NAB spokesperson Michael Chambers said the loans had adapted over the years, and expanded to include education and medical costs, car registrations and repairs as well as rental deposits.

The standard no interest loans increased from $1,500 to $2,000 on July 14.

“We think it is really important that Australians do have access to credit, particularly people on low or no income who may not have access to other types of credit,” Mr Chambers told the ABC.

“And no interest loans are actually a really sustainable way for customers to get access to money to buy essential household goods, when they otherwise may not be able to get more traditional credit products.”

No other banks in Australia offer no interest loans outside of NAB, which is something Ms Guthrie believes should change.

“It would be a really good thing to see more of the banks offering these kinds of loans,” she said.

“Because if you think about it, banks and the offering of credit are so fundamental to giving people access to products they may not be able to get.

“We don’t want people going and getting harmful products such as payday loans.”

Referral services and providers have noticed a rise in the number of people wanting to access NILs loans.

Tairyn Vergara, CEO of Western Sydney based Parks Community Network, believes people would not have given her organisation a second thought before the pandemic and the increased cost of living.

“So it’s really heartbreaking to see that people who were OK financially prior to the pandemic are no longer,” Ms Vergara told the ABC.

During the last financial year, her community centre offered over 300 loans, up more than 10 per cent on the previous financial year.

“[It] created this new group of the working poor in our community, who now need to access our organisation and our services,” Ms Vergara said.

“Basically it’s a choice to pay bills or to eat. Like that’s how desperate people are getting basically because there’s just not enough income, whether they’re on welfare payments or working.”

Between January and July this year, NAB has seen a record high $27 million in loans, compared with $22.5 million during the same period in 2021.

“We think that’s primarily down to a few things.

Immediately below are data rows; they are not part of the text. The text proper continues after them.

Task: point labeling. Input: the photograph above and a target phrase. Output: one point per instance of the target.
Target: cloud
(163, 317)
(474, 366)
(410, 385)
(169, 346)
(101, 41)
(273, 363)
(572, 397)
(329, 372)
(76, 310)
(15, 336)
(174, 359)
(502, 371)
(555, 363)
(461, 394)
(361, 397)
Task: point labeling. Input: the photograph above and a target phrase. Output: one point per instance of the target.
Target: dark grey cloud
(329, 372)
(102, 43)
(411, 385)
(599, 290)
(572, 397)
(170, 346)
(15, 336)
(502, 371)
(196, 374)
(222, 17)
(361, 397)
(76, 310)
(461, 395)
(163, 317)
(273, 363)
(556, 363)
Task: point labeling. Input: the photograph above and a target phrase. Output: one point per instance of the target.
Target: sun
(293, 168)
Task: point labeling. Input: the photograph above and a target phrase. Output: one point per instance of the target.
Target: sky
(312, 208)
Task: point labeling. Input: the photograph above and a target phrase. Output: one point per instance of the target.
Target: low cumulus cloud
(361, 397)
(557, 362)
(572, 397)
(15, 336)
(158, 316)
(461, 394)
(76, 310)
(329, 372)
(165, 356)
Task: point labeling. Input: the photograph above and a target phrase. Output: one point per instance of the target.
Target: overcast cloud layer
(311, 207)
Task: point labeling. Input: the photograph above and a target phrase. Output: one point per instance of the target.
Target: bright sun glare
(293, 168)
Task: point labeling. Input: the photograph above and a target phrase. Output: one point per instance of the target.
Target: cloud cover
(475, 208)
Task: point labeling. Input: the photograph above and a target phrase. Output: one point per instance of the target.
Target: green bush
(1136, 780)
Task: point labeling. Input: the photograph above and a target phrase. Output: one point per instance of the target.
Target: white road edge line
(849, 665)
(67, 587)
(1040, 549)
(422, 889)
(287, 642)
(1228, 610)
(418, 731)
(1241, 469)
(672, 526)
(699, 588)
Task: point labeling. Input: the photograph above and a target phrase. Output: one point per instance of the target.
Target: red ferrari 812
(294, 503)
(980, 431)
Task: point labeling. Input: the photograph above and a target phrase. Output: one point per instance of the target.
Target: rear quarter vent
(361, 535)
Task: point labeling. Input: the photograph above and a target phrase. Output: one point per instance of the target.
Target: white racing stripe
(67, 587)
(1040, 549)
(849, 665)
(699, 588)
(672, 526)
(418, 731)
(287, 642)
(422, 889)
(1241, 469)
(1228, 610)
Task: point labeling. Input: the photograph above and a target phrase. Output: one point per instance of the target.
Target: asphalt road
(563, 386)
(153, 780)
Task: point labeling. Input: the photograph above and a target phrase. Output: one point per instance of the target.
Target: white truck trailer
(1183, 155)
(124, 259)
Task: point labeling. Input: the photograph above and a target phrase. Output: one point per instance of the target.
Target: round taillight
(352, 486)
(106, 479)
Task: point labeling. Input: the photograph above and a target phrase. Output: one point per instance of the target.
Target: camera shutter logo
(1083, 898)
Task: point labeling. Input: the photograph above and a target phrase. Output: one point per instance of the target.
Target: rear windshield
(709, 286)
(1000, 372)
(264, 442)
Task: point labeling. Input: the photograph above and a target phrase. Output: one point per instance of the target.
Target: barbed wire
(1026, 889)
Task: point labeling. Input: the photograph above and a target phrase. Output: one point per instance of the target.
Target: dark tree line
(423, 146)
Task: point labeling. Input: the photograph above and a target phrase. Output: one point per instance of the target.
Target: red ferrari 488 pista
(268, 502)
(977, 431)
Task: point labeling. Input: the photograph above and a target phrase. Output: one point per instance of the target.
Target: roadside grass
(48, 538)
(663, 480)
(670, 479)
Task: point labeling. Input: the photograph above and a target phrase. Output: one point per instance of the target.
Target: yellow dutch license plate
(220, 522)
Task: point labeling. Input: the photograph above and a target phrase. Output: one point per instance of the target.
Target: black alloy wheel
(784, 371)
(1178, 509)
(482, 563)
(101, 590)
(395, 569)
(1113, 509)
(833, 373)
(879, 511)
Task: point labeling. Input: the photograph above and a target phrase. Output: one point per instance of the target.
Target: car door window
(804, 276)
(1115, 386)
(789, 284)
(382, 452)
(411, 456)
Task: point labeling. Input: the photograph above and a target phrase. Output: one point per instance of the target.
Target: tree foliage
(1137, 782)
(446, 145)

So customers are borrowing a little bit more because of cost of living pressures,” Mr Chambers said.

“But also there has been a no interest loan scheme for vehicle pilot program launch, which allows customers to also borrow up to $5,000.”

The new program, NILS4CARS, started in September of last year.

It’s been a welcome addition for Ms Vergara, who said car related loans currently represented 40 per cent of her organisation’s output.

Ms Ianchello describes the staff at Good Shepherd as her guardian angels. She was afraid of falling back further in her finances before receiving her loan, or having to beg for some help.

She finally has some power to deal with her debt.

“Every two weeks [the money] comes out of my account with no interest and I’m breathing, and I’m okay now,” she said.

“It just came out of nowhere and paid out all my debts.”